DiRuggiero didn’t have high hopes for what would remain.
“I’m like, ‘There’s no way,'” she said of the plan. “‘Shoot a micro-organism? This thing will explode.'”
From a physical point of view, the pressures are extreme, even for non-living materials. Ramesh noted that water – which makes up a large part of any cell – begins to react strongly around two gigapascals, changing its volume and forming ices.
Working with detailed modeling, DiRuggiero realized that the most severe damage did not occur when cells were squeezed. The real problem came when the pressure suddenly dropped.
Microbe damage
Among the surviving cells, part of their outer wall was damaged, allowing DNA and proteins get hurt. The cells temporarily abandoned their normal routine – feeding, growing and dividing – and went into repair mode. Within a few hours, however, they had already started to look like themselves. The real surprise lay in something fundamental: how the physical structure of a single cell could withstand such violence in the first place.

Even at the highest pressure the experiment could achieve before the steel hardware began to fail, survival remained around 60 percent.
Credit: Lisa Orye / Johns Hopkins University Infographic
“I should know by now that microorganisms are absolutely amazing. They colonize every possible environment on Earth. We found them at the bottom of the ocean. We found them in Antarctic sea ice. We found them in acid mud pools,” DiRuggiero said. “If we find life elsewhere in the solar system – or outside the solar system – it will most likely be microorganisms.”

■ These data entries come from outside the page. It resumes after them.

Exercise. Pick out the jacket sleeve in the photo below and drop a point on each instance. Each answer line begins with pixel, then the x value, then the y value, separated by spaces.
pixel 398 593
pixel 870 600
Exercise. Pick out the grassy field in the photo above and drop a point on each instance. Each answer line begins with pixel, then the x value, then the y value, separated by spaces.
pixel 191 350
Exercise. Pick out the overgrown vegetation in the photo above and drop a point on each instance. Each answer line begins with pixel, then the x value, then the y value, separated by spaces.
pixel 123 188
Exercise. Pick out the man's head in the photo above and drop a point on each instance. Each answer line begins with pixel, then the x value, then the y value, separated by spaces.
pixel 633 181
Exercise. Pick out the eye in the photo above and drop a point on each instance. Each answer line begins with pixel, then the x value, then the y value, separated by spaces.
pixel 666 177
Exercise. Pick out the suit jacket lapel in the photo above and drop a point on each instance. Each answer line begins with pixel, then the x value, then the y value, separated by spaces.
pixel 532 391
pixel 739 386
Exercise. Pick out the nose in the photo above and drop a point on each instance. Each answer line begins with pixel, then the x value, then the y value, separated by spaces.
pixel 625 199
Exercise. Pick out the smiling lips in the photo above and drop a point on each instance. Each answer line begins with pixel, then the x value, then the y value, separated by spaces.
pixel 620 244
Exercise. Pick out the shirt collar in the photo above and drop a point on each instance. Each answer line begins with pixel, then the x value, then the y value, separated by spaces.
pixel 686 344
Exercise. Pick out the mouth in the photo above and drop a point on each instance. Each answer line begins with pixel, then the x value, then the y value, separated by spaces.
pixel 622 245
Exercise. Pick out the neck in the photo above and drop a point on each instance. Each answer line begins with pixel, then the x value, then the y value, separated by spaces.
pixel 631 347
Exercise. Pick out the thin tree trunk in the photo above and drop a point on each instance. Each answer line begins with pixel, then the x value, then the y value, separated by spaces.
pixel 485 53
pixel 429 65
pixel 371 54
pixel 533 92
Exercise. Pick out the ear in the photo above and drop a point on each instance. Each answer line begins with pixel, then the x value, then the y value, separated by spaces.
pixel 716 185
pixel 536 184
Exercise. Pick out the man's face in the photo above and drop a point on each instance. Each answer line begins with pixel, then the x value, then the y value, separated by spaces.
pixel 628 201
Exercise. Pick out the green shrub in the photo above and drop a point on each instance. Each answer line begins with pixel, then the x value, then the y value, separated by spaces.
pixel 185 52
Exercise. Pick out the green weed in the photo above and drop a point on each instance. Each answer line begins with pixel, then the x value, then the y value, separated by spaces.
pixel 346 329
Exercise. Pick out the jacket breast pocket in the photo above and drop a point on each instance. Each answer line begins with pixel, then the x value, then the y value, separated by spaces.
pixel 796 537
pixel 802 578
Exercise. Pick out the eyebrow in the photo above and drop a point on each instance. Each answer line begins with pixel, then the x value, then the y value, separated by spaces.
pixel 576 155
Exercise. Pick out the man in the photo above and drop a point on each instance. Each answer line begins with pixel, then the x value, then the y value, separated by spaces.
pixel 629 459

But for lithopanspermia to go from possible on paper to something that actually happens, life would have to survive much more than being ejected from its territory. An inhabited rock would have to withstand the deep freeze of space, drying out, space radiation, perhaps millions of years of travel, and then re-entry heat another world before landing. For years, Ramesh considered this chain of events to be incredibly remote odds.
Although the new results do not prove that life moves between planets and moons, it has changed the way he views this possibility.
“I went from saying, ‘It’s just extraordinarily unlikely, and we shouldn’t worry about it,’ to saying, ‘Well, OK, it’s possible,'” he said.
Planetary protection and contamination

Researchers have identified at least 400 Martian meteorites on Earth.
Credit: Tobias Roetsch / Future Publishing / Illustration Getty Images
The study also touches on a sensitive point in planetary protection: the effort to avoid accidentally seeding other planets with terrestrial life. Space agencies already clean the spaceship within reason before sending them on a mission, but there are almost always a few resilient parasites left.
Scientists are particularly wondering what this means for Mars. If bacteria, fungi or other microscopic life If we were to survive in a clean room on Earth, that doesn’t guarantee that these stragglers will actually grow up once they arrive on the red planet. But dead microbes still leave traces of DNA, which could complicate future attempts at discernment. a native Martian of our own contamination.
Planetary protection policies classify certain worlds as requiring strict starship cleanliness to avoid contamination. Results like these could influence which organisms space agencies deem vulnerable. Phobos, according to Ramesh, should probably be added to this list.
Meanwhile, the work highlights how difficult even a simple and tiny life can be. For Ramesh, who has been studying the mechanics of asteroid craters for more than 15 years, the results convinced him that new craters might actually be good places to look for life. The craters may have cracks allow water to flow through them.
“Maybe they’re not as good at sterilizing life as I thought,” he said.